Lula, como é óbvio, afirmou na tal conversa que nunca foi "esquerdista".
E não foi mesmo. Afinal de contas, para nós que militamos na esquerda, "esquerdismo" tem uma conotação muito específica, cuja definição clássica está na obra de Lênin que pode ser lida aqui: esquerdismo-doenca-infantil.pdf
Evidentemente, havia no passado e há no presente quem pense diferente. No início dos anos 1980, no PCB, no PCdoB e no MR8 muita gente acusava o PT em geral e Lula em particular de sermos "esquerdistas".
Mas essa sutileza - a diferença entre "esquerda" e "esquerdismo" - não é muito comum nas altas rodas do G7. Ali é mais comum usar o termo "leftist", no sentido depreciativo.
Obviamente a conversa "vazada" não parou por aí. Mas sobre as outras coisas que foram ditas, recomendo a leitura de uma polêmica entre Lula e o professor Marco Aurélio Garcia, travada há quase exatos 20 anos, mas que ajuda a enquadrar aquilo que tanto rebuliço está causando em certos meios.

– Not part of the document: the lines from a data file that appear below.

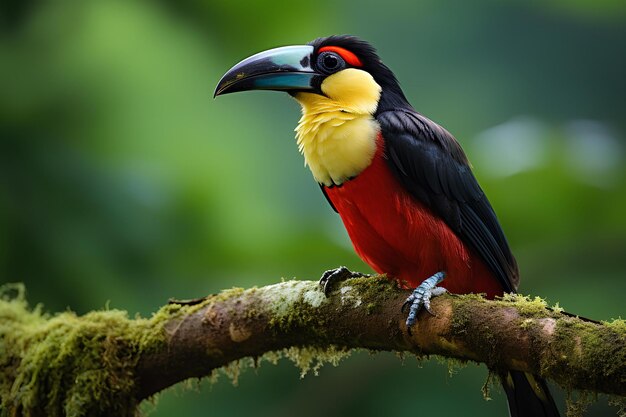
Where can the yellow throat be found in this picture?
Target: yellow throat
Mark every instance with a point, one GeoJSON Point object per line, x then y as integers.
{"type": "Point", "coordinates": [337, 132]}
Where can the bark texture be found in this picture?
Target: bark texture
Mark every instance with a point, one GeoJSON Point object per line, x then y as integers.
{"type": "Point", "coordinates": [104, 359]}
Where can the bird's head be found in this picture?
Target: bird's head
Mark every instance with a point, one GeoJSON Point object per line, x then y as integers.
{"type": "Point", "coordinates": [342, 69]}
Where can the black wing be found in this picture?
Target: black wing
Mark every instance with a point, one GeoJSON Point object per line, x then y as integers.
{"type": "Point", "coordinates": [431, 165]}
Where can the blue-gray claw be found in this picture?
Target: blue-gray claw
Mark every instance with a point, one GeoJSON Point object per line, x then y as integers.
{"type": "Point", "coordinates": [421, 297]}
{"type": "Point", "coordinates": [332, 276]}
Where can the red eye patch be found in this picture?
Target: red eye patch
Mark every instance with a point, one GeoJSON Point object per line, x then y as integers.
{"type": "Point", "coordinates": [347, 56]}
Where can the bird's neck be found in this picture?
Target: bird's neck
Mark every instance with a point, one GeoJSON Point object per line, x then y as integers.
{"type": "Point", "coordinates": [338, 140]}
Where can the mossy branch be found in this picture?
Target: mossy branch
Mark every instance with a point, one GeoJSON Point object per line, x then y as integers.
{"type": "Point", "coordinates": [104, 363]}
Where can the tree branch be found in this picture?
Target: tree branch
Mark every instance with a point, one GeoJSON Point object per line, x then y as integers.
{"type": "Point", "coordinates": [180, 342]}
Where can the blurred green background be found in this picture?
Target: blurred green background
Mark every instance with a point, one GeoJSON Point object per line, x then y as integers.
{"type": "Point", "coordinates": [123, 183]}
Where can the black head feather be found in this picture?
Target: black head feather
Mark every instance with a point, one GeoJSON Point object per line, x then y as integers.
{"type": "Point", "coordinates": [392, 96]}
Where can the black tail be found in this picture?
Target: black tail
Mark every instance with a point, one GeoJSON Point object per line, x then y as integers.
{"type": "Point", "coordinates": [528, 395]}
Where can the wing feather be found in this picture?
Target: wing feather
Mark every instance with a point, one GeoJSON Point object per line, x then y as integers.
{"type": "Point", "coordinates": [433, 168]}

A polêmica pode ser lida aqui: Folha Online - Brasil - Garcia minimiza declarações de Lula sobre a imaturidade da esquerda - 12/12/2006
A origem da polêmica foi a seguinte declaração de Lula: "Se você conhece uma pessoa muito idosa esquerdista, é porque está com problema [risos e aplausos]. Se você conhecer uma pessoa muito nova de direita, é porque também está com problema" (...) "Quem é mais de direita vai ficando mais de centro, e quem é mais de esquerda vai ficando social-democrata, menos à esquerda. As coisas vão confluindo de acordo com a quantidade de cabelos brancos, e de acordo com a responsabilidade que você tem. Não tem outro jeito" (...).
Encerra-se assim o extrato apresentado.